Pero sinceramente, todo reflejaba más verdad, menos vanidad, más sentimiento. Allí no había celos por el color del moreno, competiciones por mostrar la última moda de baño y la vestimenta veraniega. Ni siquiera cabía una disputa por cuál era el local de moda o dónde sonaba con más estilo la canción del verano. Simplemente era imposible. El bar es el bar, el de siempre, el de José, en el que se han celebrado bodas y digerido funerales. El mismo.

La vida parecía haberlos congelado en el tiempo. Los mismos bares, los mismos paisanos y los mismos hábitos; mercado los jueves, aperitivo comunitario tras la misa el domingo, comida de ‘quintos’ y el debate sobre la orquesta de las fiestas del pueblo"

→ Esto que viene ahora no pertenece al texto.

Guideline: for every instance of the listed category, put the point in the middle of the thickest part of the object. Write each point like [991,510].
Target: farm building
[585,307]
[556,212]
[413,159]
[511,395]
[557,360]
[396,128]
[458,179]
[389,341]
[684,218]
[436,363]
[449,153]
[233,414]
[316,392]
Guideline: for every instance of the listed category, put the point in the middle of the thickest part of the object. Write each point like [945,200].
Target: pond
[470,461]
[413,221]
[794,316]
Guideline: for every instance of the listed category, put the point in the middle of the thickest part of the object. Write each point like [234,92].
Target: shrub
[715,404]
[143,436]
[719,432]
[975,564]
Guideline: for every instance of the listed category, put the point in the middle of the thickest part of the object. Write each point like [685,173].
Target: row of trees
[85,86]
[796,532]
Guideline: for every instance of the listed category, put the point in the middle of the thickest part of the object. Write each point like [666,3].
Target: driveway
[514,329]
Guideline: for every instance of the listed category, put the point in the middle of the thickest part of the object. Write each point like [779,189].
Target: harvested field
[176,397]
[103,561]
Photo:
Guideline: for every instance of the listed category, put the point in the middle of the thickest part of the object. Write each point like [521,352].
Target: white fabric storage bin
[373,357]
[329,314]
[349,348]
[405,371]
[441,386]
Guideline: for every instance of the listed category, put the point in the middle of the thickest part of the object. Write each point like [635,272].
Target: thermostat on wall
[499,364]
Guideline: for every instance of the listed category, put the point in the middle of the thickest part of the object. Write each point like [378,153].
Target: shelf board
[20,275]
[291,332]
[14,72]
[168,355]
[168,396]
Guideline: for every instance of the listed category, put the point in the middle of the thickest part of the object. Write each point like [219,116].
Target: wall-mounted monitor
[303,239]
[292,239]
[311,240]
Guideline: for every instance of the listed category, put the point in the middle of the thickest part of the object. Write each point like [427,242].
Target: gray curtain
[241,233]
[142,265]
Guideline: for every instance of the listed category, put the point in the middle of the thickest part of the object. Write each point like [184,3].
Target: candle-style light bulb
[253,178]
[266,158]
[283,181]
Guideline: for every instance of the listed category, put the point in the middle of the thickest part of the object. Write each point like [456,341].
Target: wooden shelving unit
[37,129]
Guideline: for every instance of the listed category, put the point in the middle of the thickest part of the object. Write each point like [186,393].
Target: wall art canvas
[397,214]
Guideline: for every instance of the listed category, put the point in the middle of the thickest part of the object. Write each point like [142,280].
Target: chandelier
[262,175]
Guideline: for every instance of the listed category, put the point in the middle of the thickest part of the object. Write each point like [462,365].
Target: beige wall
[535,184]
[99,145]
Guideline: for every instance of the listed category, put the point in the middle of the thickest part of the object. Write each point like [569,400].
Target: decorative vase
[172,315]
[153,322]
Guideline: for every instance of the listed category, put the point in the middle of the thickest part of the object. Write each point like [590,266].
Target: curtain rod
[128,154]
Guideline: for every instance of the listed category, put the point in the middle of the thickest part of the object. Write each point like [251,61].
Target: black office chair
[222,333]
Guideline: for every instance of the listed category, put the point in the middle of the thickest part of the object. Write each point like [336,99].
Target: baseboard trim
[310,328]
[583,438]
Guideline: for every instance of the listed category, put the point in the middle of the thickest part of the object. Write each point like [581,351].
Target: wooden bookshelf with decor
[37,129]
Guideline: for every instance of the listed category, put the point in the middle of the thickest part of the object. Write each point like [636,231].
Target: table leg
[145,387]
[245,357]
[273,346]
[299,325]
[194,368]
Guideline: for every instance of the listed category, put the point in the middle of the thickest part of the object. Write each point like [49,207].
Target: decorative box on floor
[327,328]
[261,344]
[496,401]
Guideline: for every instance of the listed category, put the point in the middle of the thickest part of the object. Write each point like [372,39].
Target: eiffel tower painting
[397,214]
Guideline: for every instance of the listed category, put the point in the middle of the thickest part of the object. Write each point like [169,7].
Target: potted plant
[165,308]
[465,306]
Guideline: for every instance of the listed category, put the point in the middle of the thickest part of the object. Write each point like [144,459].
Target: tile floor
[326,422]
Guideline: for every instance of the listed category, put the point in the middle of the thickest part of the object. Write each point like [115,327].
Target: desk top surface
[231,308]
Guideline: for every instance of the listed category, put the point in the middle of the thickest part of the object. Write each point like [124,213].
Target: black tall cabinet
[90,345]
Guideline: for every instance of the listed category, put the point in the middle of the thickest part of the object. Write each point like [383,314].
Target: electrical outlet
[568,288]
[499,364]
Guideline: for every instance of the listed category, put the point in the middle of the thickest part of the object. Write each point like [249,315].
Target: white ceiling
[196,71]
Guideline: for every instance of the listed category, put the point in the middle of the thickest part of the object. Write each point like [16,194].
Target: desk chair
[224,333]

Y llegó la hora del río, del refugio obligado ante el calor. Frío, montañoso y de chapuzón rápido. Aquí no hay mareas que prevenir, sólo corrientes, en ocasiones más peligrosas. Tampoco los pies debían ir desnudos. Afortunadamente el tiempo ha dado una segunda oportunidad a las sandalias de río para salir de esas décadas estéticamente horribles: tiras de plástico de colores imposibles con hebillas oxidadas. No, en la España vacía no hay chiringuitos a la ribera del río, ni locales de moda. Ni falta que hace. Las tarteras, los bocadillos mañaneros y la compañía lo suplen con creces. Y el entorno montañoso, silencioso, en plena naturaleza capaz de detener el tiempo. Aquello es capaz de recordarte que el lujo y la paz es eso.

Lo que nunca imaginé es que se pudiera ir de verbena en pleno mes de agosto y pasar frío, mucho frío. De nada sirvió que tocará 'Panorama', al parecer el fenómeno verbenero del momento. Es lo que impone la altitud y el calendario de la zona. ‘Llévate una rebequita’ no es una frase de otoño-invierno. En muchos lugares de la España de río es una obligación de primavera-verano a partir de la puesta de sol. Y tanto. Sí, el termómetro marcaba menos de cero grados. Sólo la orquesta de turno, en su último ‘bolo’ veraniego, con sus clásicos de Escobar, Jurado e Iglesias subía algo la temperatura.

No, aquel no era el pueblo de veraneo al que estaba acostumbrado. Era distinto, sí, pero vi más abrazos, más felicidad por el reencuentro. Es lo que tiene haber compartido un pasado feliz, un presente duro que obligó a salir y un futuro que sigue construyéndose lejos de allí, lejos de los tuyos. Ahora, la España de río, la que el mar en parte vació, lucha por sobrevivir al menos en la memoria… y en los veranos.